Une petite ville industrielle de
l'Ohio. Depuis le départ de sa mère, Johnny est devenu un solitaire,
jugé asocial et dangereux. C'est pour cette raison qu'il attire la jolie
Tracey, issue d'une riche famille.
Reckless
est un film chargé de promesse de par le souffle nouveau qu'il dégage
dans le cinéma américain 80's et également par les carrières naissantes
de ses participants amenés à devenir célèbres. On pense d'abord à James
Foley qui dans ce premier film trace les grandes lignes thématiques de
son œuvre maîtresse
Comme un chien enragé
(1986) avec ce héros rebelle en quête d'ailleurs, la figure paternelle
défaillante et la prison que semble constituer ces petites villes
provinciales américaines sans vie. Le scénario est également le premier
signé par Chris Colombus qui accèdera à la notoriété avec ses deux
suivants comptant parmi les meilleures productions Amblin,
Gremlins et
Le Secret de la pyramide
(tout deux sorti en 1985). C'est aussi le premier rôle du jeune Aidan
Quinn propulsé superstar du jour au lendemain par le succès du film et
Darryl Hannah même si plus expérimentée (
Fury de De Palma (1978) et le classique
Blade Runner (1982) constituent déjà de belles pièces de sa filmographie) voit sa carrière exploser en cette année 1984 avec
Reckless et son rôle de sirène dans
Splash.
Reckless, c'est le mal être de
La Fureur de vivre, les préoccupations sociales et la naïveté du
Lauréat
transposée dans le contexte de l'Amérique des 80's. L'histoire narre la
rencontre de deux solitudes que tout sépare si ce n'est un même mal
être et sentiment d'enfermement. Johnny (Aidan Quinn) traîne son ennui à
moto dans les ruelles triste de cette cité industrielle grisâtre tandis
que les problèmes s'accumulent dans sa vie personnelle : le départ de
sa mère, l'alcoolisme de son père avec qui il vit, des instincts suicidaires
et une agressivité qu'il a de plus en plus de mal à réfréner.
Tracey
(Darryl Hannah) au contraire a tout pour être heureuse dans une
existence qui sonne comme un cliché : jolie blonde issue d'un milieu
bourgeois, meneuse des pom pom girls et petite amie du quater back
vedette de l'équipe de football locale. Bien consciente de la vacuité de
cette existence lisse et réglée, Tracey attend tout autant que Johnny
l'évènement fera tout changer.
Foley passe le plus souvent par l'image pour exprimer le malaise
ambiant. Johnny traîne ainsi son spleen dans une falaise surplombant
l'usine d'acier locale dont l'architecture imposante envahit le cadre
comme pour signifier cet horizon sans but. Pour Tracey la caméra l'isole
le plus souvent en la cadrant seule lors des sorties avec ses
camarades, la montrant comme éloignée et extérieure à ses distractions
dont elle est lasse.
Les personnages ne savent pas ce qu'ils veulent si
ce n'est qu'ils sont mal dans cet environnement et qu'il ont besoin
d'autres chose. Cela est parfaitement exprimé lors d'une scène où Johnny
remplit une fiche d'orientation où il résume son futur et ses besoins
sur deux phrases en forme d'appel au secours.

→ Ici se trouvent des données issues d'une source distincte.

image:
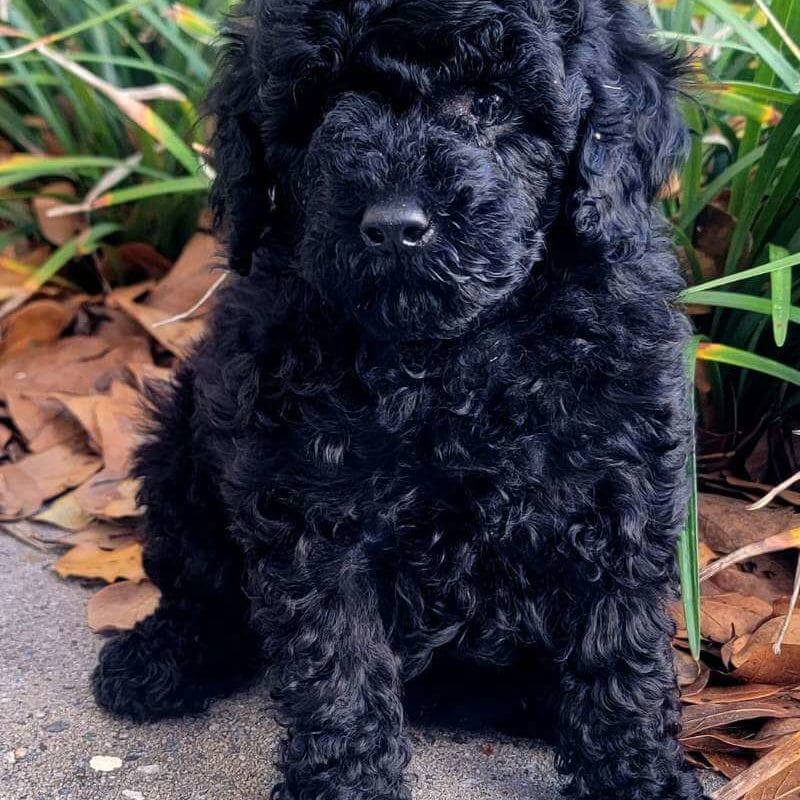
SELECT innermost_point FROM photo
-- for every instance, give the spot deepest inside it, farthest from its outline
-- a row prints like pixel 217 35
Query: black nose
pixel 396 224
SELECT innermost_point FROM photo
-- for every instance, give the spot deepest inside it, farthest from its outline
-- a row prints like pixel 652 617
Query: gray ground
pixel 50 728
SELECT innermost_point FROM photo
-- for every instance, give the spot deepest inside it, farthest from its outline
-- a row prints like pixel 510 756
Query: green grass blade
pixel 781 295
pixel 196 24
pixel 754 272
pixel 741 165
pixel 72 30
pixel 706 41
pixel 738 104
pixel 688 541
pixel 783 195
pixel 135 110
pixel 779 140
pixel 749 34
pixel 147 190
pixel 20 167
pixel 742 302
pixel 692 175
pixel 733 356
pixel 85 243
pixel 756 91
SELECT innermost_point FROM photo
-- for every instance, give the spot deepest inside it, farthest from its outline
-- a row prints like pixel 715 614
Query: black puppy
pixel 446 408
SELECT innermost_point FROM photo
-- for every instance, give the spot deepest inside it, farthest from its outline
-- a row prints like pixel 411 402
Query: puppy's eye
pixel 492 109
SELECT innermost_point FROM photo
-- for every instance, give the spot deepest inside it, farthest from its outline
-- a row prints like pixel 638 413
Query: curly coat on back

Get out from here ! More !.
L'expression de cette rage intérieure passera constamment de manière
corporelle pour ses êtres incapables de l'exprimer par la parole. Ce
sera d'abord par une scène de danse où durant un bal ronflant Johnny
lance un rock martial et laisse exploser son énergie sur la piste avec
Tracey, Foley les accompagnant par un hypnotique travelling circulaire.

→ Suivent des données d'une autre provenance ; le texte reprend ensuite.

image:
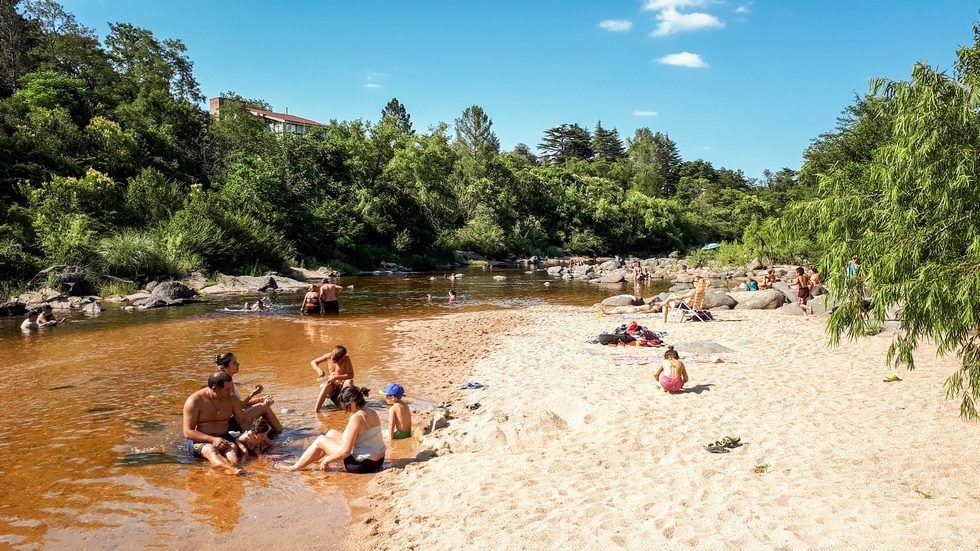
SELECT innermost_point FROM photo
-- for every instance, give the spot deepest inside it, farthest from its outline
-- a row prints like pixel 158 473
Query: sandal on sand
pixel 731 441
pixel 716 447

La grande scène d'amour entre eux fonctionnera de la même manière en
deux temps par érotisme appuyé.
Chaque regard et caresse fonctionne en
terme de défi pour les deux amoureux avide d'interdit lorsqu’ils
envahissent seuls le lycée de nuit. Plus tard cette union se scellera en
quelques mots où le besoin d'affection de Johnny et celui d'exprimer
ses émotions de Tracey s'affirmera en quelques mots,
Say you want me... I want you...
Foley donne une grande poésie à la désolation de cette ville morte.
L'ensemble baigne dans une photo brumeuse et grisâtre (de Michael
Ballhaus) d'où une palette de couleurs plus vives peut surgir lors des
entrevues électriques du couple : le sous-sol rouge écarlate lors de la
première étreinte ou plus discrètement l'extérieur aux discrètes teintes
mauve à travers les carreaux lors de l'ultime échange à l'abri d'une
salle de classe. Chargé d'atmosphère, la tonalité du film est
profondément marquée 80's dans ses choix et notamment l'usage
d'esthétiques issues du clip.
Le monteur du film est Albert Magnoli
clippeur qui signera peu après le
Purple Rain (1984) de Prince et la grande séquence muette où Johnny et Tracey séparés végètent dans un montage musical où les paroles de
To look at you d'Inxs (un peu à la manière de Simple Minds pour
Breakfast Club le groupe australien doit son au explosion aux USA à ce film dévoilant une large part de leur album
Shabooh Shoobah en plus d'autres tubes new wave) surlignent leurs émotions est un splendide petit clip au sein du film.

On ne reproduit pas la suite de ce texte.